Developers Summit 2026 「Dev x PM Day」

Developers Summit 2026 「Dev x PM Day」

連続的PMFを阻む"壁"の越え方──estie PMFプレイブック

PMFの再現性を高める「3つの規律」と「5つのフェーズ」──estie流“仕組み化”の全貌

連続的PMFを阻む"壁"の越え方──estie PMFプレイブック 第2回

プロダクト立ち上げ→GTMに至る「5つのフェーズ設計」とプロダクトマネージャーの役割

 Disciplineを守るだけで、PMFが十分に進むわけではありません。これだけでは検証は散漫になってしまいます。PMFの確率を上げるうえで大切なのは、PMFまでの道筋を設計図として描き、チーム全体で共通認識を持つことです。estieでは、そのプロセスを次の5つのフェーズに整理しています。

1.ユニット立ち上げ

 最初のステップは「課題仮説」を定義することです。顧客がどのような痛みを抱えているのか、なぜ既存の手段では解決できないのかを明確にします。ここでは「市場規模がどれくらいか」「どの価格で売れるか」といった議論に踏み込む必要はありません。まずは「解決すべき問題が存在する」という仮説をチームで共有できるかどうかが鍵です。

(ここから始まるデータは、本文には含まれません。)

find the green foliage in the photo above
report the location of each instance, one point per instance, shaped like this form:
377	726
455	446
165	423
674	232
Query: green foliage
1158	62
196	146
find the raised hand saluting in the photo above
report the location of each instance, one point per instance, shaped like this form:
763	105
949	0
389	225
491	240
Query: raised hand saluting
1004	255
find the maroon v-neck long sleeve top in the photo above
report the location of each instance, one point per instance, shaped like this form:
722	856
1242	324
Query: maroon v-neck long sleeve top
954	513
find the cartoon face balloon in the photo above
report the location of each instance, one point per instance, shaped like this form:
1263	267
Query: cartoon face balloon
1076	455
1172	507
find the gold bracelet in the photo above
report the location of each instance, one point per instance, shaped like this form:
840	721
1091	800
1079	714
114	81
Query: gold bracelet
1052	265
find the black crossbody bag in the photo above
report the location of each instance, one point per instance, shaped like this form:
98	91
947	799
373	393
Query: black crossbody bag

 Exit基準は、課題仮説と解決アプローチが明示的に言語化され、次に小さく試せる状態になっていることです。このときはプロダクトマネージャーやBizDevが1人だけのユニットで始まり、周囲のメンバーに協力をもらいながら進める状態からスタートします。

2.開発

 課題仮説を前提に、最小限のプロダクトを形にするフェーズです。このタイミングでエンジニアとデザイナーがアサインされ、3~4名の体制でスタートします。ここではデザインモックから始まり、最小限の売るに値するプロダクトの開発を実施していきます。さまざまなプロダクトマネジメント書籍にある通り、この時点では完成度の高い製品ではなく、次のフェーズで検証するためのMVPであれば十分です。

 ただし、「本当につくり替える」という前提でない限りは、内部品質は一定基準をクリアしたクオリティでつくることを推奨します。「PMFしたのちに、リニューアルをする」と言ってプロダクト開発をスタートし、本当にリニューアルできた経験は私自身ほとんどありません。なぜならば、MVPに対する顧客の反応が良ければよいほど、立ち止まってつくり替えるという選択がしにくくなるからです。

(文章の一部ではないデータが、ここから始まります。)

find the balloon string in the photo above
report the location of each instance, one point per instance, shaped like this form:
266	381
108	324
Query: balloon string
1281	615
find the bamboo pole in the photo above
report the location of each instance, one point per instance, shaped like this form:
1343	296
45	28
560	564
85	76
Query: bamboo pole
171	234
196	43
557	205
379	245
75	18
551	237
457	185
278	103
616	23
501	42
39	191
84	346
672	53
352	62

 プロダクト開発現場でAIを利用した開発が当たり前になり、検証速度もプログラミングの速度も格段に速くなったため、コードリニューアル自体はしやすくなっていますが、「リニューアルを完了するまで新規開発を止める」という人間の選択がなければ、結局は変わりません。また、スピードと品質は必ずしもトレードオフの関係ではなく両立可能です。

 Exit基準は、プロダクトが立ち上がり、顧客に実際に触れてもらえる状態になったことです。

3.セールスPoC

 開発したプロダクトを顧客に実際に提供し、成約を取りにいくフェーズです。ここでは単なる興味ではなく、「契約してでも使いたい」という意志を顧客から引き出せるかがポイントになります。そのため実際にプロダクトマネージャーやプロダクトチームが営業し、契約書を交わします。重要なのは成約率・顧客単価・リードタイムの3つであり、特定セグメントにおいて一定の割合で受け入れられているかを検証するPMFプロセスの本番です。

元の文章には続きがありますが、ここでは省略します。